I happened to look at some C# code today disassembled into .NET IL “byte code” – which reminded me that SWI-Prolog also has its byte code and (WAM) VM.
I am curious – how do these compare in practice in terms of performance. Question is also applicable to Java byte code and VM. I guess all these are highly optimized but, then again, they are VMs.
The reason i was asked is whether my code could be made enterprise ready – with a hint that a rewrite with Java EE would be appropriate …
In terms of enterprise architecture – perhaps its sufficient to work with parallel engines each running in an own thread – although some writes to a shared Prolog store would be needed.
The keyword I use to search the SWI-Prolog source code for where the Prolog predicates are implemented in C is PRED_IMPL
The way I think of the code is that what can be done with Prolog is done in Prolog, the low level actions such as unification are done in C. Then if a predicate needs to be faster it is done with calls straight into C.

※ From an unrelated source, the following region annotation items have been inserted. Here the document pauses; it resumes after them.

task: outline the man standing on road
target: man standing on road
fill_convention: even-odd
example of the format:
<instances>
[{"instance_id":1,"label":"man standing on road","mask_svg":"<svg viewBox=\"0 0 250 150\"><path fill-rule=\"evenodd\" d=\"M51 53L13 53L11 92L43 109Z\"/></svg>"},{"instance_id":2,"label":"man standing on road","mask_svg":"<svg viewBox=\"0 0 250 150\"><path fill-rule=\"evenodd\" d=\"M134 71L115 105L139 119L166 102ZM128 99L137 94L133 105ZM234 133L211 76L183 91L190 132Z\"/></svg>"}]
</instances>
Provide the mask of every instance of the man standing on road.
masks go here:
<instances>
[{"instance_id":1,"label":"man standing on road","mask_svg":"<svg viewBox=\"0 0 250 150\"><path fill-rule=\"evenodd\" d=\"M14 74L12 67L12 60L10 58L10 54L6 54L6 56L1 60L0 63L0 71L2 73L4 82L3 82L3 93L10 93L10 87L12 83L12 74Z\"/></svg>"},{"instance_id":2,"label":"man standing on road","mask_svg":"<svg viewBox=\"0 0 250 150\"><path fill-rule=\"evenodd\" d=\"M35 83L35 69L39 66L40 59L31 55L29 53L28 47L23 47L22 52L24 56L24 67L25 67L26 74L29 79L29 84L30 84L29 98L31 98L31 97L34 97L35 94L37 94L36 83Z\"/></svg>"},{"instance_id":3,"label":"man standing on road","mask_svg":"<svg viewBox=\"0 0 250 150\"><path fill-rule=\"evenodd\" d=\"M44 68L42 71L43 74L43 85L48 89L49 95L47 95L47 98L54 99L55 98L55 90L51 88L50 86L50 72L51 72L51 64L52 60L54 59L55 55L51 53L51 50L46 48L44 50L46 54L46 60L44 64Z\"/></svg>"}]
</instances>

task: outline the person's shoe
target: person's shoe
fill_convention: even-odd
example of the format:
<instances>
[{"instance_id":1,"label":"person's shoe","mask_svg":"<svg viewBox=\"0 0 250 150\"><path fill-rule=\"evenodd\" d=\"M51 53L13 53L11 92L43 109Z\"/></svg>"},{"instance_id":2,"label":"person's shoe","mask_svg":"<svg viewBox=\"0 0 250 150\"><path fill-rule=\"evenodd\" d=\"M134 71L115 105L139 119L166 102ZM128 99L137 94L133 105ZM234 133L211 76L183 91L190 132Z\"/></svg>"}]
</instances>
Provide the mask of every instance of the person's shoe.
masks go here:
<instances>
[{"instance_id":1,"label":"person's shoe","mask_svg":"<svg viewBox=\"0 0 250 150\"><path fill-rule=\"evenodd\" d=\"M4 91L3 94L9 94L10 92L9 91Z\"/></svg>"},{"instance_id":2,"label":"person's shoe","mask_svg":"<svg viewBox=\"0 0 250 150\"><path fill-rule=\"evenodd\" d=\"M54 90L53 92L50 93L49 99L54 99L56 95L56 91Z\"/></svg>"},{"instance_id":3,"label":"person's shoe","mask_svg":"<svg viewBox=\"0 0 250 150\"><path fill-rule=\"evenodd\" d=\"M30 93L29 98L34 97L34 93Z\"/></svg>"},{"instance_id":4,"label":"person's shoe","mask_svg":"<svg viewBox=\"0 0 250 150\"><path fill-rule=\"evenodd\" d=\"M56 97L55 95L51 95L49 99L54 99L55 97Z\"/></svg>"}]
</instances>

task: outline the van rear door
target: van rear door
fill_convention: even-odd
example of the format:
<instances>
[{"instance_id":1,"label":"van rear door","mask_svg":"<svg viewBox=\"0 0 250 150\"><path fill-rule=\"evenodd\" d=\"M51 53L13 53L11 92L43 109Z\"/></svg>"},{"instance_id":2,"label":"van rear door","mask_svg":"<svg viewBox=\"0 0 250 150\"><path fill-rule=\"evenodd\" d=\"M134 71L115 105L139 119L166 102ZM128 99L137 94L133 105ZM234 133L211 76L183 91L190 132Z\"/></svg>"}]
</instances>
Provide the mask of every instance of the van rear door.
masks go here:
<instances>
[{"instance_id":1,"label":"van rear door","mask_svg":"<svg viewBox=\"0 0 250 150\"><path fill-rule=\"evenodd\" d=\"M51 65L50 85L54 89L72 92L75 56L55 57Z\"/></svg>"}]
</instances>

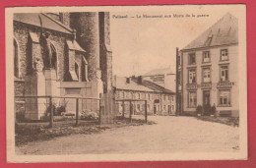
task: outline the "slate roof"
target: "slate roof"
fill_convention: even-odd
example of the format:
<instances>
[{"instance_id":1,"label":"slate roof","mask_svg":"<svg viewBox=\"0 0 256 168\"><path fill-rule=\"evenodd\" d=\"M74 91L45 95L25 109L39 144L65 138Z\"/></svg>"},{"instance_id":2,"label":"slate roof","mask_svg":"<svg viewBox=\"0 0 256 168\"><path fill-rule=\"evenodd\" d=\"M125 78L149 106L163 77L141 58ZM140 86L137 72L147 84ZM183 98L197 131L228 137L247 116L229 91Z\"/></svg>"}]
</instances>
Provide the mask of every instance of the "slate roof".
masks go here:
<instances>
[{"instance_id":1,"label":"slate roof","mask_svg":"<svg viewBox=\"0 0 256 168\"><path fill-rule=\"evenodd\" d=\"M172 93L172 94L175 93L175 92L171 91L170 89L167 89L167 88L165 88L165 87L163 87L163 86L161 86L160 84L155 84L153 82L150 82L150 81L144 80L142 82L142 84L147 86L147 87L149 87L149 88L151 88L151 89L154 89L156 91L160 91L160 92L165 92L165 93Z\"/></svg>"},{"instance_id":2,"label":"slate roof","mask_svg":"<svg viewBox=\"0 0 256 168\"><path fill-rule=\"evenodd\" d=\"M72 29L70 28L42 13L17 13L14 14L14 21L36 27L42 27L44 28L64 33L72 33Z\"/></svg>"},{"instance_id":3,"label":"slate roof","mask_svg":"<svg viewBox=\"0 0 256 168\"><path fill-rule=\"evenodd\" d=\"M67 45L69 47L69 49L71 50L76 50L76 51L81 51L81 52L86 52L79 44L76 40L66 40Z\"/></svg>"},{"instance_id":4,"label":"slate roof","mask_svg":"<svg viewBox=\"0 0 256 168\"><path fill-rule=\"evenodd\" d=\"M238 21L227 13L182 50L235 43L238 43Z\"/></svg>"},{"instance_id":5,"label":"slate roof","mask_svg":"<svg viewBox=\"0 0 256 168\"><path fill-rule=\"evenodd\" d=\"M144 76L160 76L164 74L173 74L173 72L169 68L161 68L161 69L152 70L146 73Z\"/></svg>"},{"instance_id":6,"label":"slate roof","mask_svg":"<svg viewBox=\"0 0 256 168\"><path fill-rule=\"evenodd\" d=\"M139 84L130 79L130 84L126 83L125 77L116 77L116 85L117 89L126 89L126 90L136 90L136 91L155 91L147 86Z\"/></svg>"}]
</instances>

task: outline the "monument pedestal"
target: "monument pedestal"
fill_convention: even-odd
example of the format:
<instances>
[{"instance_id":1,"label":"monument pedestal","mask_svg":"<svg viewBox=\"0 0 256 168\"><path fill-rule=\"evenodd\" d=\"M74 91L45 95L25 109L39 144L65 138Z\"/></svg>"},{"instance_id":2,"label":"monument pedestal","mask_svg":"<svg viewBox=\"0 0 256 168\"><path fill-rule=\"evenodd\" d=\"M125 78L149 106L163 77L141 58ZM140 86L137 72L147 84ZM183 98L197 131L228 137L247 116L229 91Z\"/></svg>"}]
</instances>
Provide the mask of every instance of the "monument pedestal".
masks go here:
<instances>
[{"instance_id":1,"label":"monument pedestal","mask_svg":"<svg viewBox=\"0 0 256 168\"><path fill-rule=\"evenodd\" d=\"M34 96L26 98L25 117L31 120L41 120L49 107L49 98L39 96L60 96L60 83L56 81L54 69L36 72L25 78L25 95ZM52 98L52 103L59 102L59 98Z\"/></svg>"}]
</instances>

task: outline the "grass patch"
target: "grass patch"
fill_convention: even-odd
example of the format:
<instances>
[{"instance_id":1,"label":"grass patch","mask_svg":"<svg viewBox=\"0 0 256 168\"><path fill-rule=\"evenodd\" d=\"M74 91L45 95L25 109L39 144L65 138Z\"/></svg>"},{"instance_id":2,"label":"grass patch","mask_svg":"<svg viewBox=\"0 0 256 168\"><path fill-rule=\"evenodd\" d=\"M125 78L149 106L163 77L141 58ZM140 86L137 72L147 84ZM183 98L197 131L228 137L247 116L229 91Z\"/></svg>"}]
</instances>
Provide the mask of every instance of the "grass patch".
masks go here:
<instances>
[{"instance_id":1,"label":"grass patch","mask_svg":"<svg viewBox=\"0 0 256 168\"><path fill-rule=\"evenodd\" d=\"M79 126L67 122L55 122L53 128L48 127L48 123L18 123L15 126L15 142L16 145L26 144L31 141L48 140L57 137L64 137L74 134L96 134L110 128L120 128L125 126L141 126L145 125L145 121L141 119L132 119L132 123L128 118L116 118L113 125L98 125L97 122L83 121L79 122ZM149 125L156 124L148 121Z\"/></svg>"},{"instance_id":2,"label":"grass patch","mask_svg":"<svg viewBox=\"0 0 256 168\"><path fill-rule=\"evenodd\" d=\"M198 120L209 121L214 123L221 123L228 126L239 127L238 117L211 117L211 116L197 116Z\"/></svg>"}]
</instances>

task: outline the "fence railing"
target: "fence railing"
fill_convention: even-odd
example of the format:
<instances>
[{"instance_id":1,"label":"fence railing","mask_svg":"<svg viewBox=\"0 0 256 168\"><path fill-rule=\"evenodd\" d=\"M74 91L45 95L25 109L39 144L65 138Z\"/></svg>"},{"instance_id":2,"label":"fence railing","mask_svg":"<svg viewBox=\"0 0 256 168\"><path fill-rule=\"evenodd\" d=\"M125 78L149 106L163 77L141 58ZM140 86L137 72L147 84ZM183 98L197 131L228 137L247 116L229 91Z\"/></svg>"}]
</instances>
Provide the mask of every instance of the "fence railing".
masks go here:
<instances>
[{"instance_id":1,"label":"fence railing","mask_svg":"<svg viewBox=\"0 0 256 168\"><path fill-rule=\"evenodd\" d=\"M16 113L18 123L73 123L79 121L97 121L100 123L100 98L75 96L16 96L23 101L24 110ZM17 111L17 110L16 110Z\"/></svg>"},{"instance_id":2,"label":"fence railing","mask_svg":"<svg viewBox=\"0 0 256 168\"><path fill-rule=\"evenodd\" d=\"M17 123L47 124L79 124L94 121L97 124L113 124L121 112L122 117L128 115L130 122L135 114L143 114L148 120L147 100L115 99L112 91L96 97L76 96L15 96L16 102L24 102L17 106ZM119 105L122 105L120 111ZM137 104L141 110L136 110ZM125 107L126 104L126 107Z\"/></svg>"},{"instance_id":3,"label":"fence railing","mask_svg":"<svg viewBox=\"0 0 256 168\"><path fill-rule=\"evenodd\" d=\"M116 99L115 106L117 114L121 113L121 116L125 118L125 115L129 115L129 120L132 122L132 116L135 114L142 114L145 117L145 122L148 122L148 104L147 100L138 99ZM139 108L138 108L139 107Z\"/></svg>"}]
</instances>

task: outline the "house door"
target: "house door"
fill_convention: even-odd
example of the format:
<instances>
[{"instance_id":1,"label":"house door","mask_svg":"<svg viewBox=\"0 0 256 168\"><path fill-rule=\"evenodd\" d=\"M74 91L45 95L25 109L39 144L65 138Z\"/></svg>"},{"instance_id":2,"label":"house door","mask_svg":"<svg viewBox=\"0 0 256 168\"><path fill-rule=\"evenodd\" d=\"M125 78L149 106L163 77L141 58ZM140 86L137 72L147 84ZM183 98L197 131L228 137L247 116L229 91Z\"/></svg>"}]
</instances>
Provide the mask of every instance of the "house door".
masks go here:
<instances>
[{"instance_id":1,"label":"house door","mask_svg":"<svg viewBox=\"0 0 256 168\"><path fill-rule=\"evenodd\" d=\"M204 114L210 113L210 90L204 90L203 91L203 108L204 108Z\"/></svg>"}]
</instances>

Sometimes, as Jan notes, the code is so tricky that it is better to implement in C than Prolog.
That is why I say AFAIK it does not use a Virtual Machine such as WAM or an Intermediate Language such as JVM or CIL.

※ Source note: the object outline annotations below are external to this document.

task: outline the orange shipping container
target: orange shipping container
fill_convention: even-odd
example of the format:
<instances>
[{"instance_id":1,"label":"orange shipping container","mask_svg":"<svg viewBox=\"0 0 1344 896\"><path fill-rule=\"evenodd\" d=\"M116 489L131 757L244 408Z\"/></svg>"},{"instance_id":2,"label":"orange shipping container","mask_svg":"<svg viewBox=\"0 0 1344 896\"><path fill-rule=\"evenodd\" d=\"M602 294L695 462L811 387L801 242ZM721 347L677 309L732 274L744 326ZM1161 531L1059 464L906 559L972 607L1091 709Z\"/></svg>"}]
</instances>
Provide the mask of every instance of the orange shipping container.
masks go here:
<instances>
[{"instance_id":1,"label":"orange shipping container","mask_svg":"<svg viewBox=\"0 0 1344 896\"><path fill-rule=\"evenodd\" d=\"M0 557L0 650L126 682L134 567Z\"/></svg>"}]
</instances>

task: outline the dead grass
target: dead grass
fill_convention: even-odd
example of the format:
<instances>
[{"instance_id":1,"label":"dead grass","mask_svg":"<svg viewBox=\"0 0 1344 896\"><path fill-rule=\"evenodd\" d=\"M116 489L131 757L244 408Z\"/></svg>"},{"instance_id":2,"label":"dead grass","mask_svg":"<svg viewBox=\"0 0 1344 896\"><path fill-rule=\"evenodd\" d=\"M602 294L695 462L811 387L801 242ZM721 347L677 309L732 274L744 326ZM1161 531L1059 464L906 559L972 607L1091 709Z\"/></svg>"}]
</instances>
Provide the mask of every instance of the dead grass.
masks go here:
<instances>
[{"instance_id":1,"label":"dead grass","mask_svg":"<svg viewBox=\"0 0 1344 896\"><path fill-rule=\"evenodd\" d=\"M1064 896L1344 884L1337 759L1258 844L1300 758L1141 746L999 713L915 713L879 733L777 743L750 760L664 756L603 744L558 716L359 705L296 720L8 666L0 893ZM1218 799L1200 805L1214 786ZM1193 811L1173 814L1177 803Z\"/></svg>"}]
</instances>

I know Jan will correct me if this is wrong and then I will have learned something.
This module (pl-comp.c) forms together with the module ‘pl-wam.c’ the complete
kernel of SWI-Prolog.
Excerpts from: _ Bowen et al. , 1983 D. L. Bowen, L. M. Byrd, and WF. Clocksin. A portable Prolog compiler.
We have opted for the structure-copying method of [Mellish 80] and [Bryunooghe 80], rather than the structure-sharing [Warren 77].
Our storage management strategy is basically that of [Warren 77], i.e. there is a heap containing the program, a “local” stack for control information and variable bindings, a “global” stack for structures, and a "trail stack which keeps track of when variables are bound so that they can be reset to “uninstantiated” at the appropriate time on backtracking. One change is that a reference count is maintained for each clause so that pointers to clauses can safely be included in asserted terms.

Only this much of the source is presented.